Setelah mengetahui telah dibohongi dengan kenyataan yang tidak menyenangkan ini, masih ditambah lagi dengan permohonan istri dan keluarganya agar dia tidak menceraikan istri atau membatalkan pernikahannya. FP pun menyesal karena terburu-buru menikah.

Dr. Yudho Bawono, S.Psi., M.Si. – IPPI, tim ahli psikologi keluarga untuk Siapnikah.org menyampaikan pandangannya.
Untuk membangun kehidupan baru dengan seseorang diperlukan adanya suatu kepercayaan satu sama lain. Hubungan yang dibangun dari awal jika sudah tidak dilandasi dengan keterbukaan dan kejujuran akan menimbulkan ketidaknyamanan dalam menjalaninya. Merasa curiga dengan yang dilakukan oleh pasangan, merasa menyembunyikan sesuatu dari pasangan, dan sebagainya.

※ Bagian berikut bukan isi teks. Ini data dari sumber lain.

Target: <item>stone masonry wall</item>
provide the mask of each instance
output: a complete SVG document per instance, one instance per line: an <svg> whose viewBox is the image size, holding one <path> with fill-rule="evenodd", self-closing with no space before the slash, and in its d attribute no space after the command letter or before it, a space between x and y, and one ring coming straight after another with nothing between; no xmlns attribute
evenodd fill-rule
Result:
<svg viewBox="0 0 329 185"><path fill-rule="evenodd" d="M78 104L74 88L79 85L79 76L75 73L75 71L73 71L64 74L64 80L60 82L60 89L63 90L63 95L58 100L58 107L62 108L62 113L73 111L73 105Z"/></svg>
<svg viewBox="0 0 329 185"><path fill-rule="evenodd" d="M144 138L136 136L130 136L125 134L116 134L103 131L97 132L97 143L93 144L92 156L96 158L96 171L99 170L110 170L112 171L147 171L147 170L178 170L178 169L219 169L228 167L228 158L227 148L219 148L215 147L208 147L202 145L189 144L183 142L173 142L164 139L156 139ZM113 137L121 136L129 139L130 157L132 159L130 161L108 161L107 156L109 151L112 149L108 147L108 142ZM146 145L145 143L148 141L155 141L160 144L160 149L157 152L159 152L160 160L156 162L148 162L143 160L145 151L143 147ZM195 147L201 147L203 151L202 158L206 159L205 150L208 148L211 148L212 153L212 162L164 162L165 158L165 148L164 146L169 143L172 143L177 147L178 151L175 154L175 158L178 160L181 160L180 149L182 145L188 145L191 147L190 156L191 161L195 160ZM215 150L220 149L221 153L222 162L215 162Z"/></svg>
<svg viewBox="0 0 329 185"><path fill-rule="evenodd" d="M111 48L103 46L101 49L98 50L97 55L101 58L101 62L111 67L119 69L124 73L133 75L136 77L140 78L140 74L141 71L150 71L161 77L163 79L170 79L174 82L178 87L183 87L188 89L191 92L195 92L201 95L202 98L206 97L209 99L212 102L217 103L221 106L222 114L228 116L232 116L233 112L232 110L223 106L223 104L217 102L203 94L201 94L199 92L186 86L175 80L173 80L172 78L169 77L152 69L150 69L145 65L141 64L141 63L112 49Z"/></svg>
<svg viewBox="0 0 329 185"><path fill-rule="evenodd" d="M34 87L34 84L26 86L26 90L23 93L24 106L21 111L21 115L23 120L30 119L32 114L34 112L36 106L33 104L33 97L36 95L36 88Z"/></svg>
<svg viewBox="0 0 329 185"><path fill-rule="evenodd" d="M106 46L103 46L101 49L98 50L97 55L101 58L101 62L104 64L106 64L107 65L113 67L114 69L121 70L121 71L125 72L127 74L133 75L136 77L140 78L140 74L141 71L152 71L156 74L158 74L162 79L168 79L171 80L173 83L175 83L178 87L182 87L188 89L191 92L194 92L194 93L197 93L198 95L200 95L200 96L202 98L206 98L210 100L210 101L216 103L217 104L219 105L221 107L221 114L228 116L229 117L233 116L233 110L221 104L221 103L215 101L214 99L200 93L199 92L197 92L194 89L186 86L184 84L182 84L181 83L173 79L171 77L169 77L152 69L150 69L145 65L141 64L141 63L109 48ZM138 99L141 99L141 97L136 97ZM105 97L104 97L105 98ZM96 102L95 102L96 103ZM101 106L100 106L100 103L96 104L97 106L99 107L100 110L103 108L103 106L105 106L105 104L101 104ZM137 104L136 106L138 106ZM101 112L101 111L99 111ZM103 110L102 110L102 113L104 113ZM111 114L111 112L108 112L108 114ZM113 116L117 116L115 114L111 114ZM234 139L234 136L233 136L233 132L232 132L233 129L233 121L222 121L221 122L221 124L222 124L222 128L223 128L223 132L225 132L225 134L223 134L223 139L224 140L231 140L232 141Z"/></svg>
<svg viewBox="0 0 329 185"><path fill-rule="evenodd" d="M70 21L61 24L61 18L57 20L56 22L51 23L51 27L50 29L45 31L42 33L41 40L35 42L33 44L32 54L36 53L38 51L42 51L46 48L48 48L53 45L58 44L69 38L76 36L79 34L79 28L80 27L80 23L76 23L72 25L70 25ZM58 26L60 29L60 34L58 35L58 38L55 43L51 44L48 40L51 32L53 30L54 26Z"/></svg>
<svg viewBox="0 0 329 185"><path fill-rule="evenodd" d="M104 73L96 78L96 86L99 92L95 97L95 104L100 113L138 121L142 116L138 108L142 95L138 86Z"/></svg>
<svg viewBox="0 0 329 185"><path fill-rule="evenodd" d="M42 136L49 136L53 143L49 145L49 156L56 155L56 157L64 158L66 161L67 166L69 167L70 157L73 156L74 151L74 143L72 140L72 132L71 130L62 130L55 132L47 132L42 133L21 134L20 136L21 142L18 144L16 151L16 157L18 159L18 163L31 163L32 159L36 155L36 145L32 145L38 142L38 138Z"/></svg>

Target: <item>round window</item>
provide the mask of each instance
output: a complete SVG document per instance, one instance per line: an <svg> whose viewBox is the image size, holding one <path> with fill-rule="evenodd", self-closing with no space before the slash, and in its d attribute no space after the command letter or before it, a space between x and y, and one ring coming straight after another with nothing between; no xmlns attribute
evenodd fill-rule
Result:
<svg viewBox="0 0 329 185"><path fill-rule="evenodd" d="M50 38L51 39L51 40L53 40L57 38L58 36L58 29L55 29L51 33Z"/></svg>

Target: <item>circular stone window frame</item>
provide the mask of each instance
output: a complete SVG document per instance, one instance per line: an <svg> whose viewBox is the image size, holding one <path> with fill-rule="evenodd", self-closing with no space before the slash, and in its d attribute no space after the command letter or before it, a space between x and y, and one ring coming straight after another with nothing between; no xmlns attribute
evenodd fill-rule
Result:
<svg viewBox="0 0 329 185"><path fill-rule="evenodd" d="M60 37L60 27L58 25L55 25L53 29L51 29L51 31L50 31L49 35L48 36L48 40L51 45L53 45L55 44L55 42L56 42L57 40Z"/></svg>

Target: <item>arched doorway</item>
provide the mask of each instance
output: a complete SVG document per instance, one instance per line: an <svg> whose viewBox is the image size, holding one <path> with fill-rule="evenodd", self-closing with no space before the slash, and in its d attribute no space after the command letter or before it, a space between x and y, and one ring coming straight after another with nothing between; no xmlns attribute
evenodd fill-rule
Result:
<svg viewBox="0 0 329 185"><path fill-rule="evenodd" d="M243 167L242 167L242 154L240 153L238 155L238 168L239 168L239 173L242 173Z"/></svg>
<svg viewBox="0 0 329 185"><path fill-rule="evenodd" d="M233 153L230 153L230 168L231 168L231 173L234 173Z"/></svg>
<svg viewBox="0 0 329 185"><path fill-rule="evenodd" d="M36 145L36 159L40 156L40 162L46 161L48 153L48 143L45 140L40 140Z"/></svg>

Perasaan marah karena merasa dibohongi dan “dipergunakan” untuk menutup aib keluarga adalah kewajaran. Seperti menelan buah simalakama, kecewa dan tidak bisa menerima anak dalam kandungan istri karena bukan anak sendiri membuat ingin membatalkan pernikahan. Namun di sisi lain, ada juga rasa kasihan dengan istri dan keluarganya.

Menghadapi pertentangan di dalam diri tersebut, ada 2 pilihan yang bisa dilakukan, antara lain:

1. Mengakhiri pernikahan dengan mengajukan cerai atau pembatalan nikah. Pilihan ini bisa membuat FP terbebas dari hal-hal yang tidak menyenangkan maupun kebohongan dan ketidakjujuran yang dilakukan oleh istri dan keluarganya.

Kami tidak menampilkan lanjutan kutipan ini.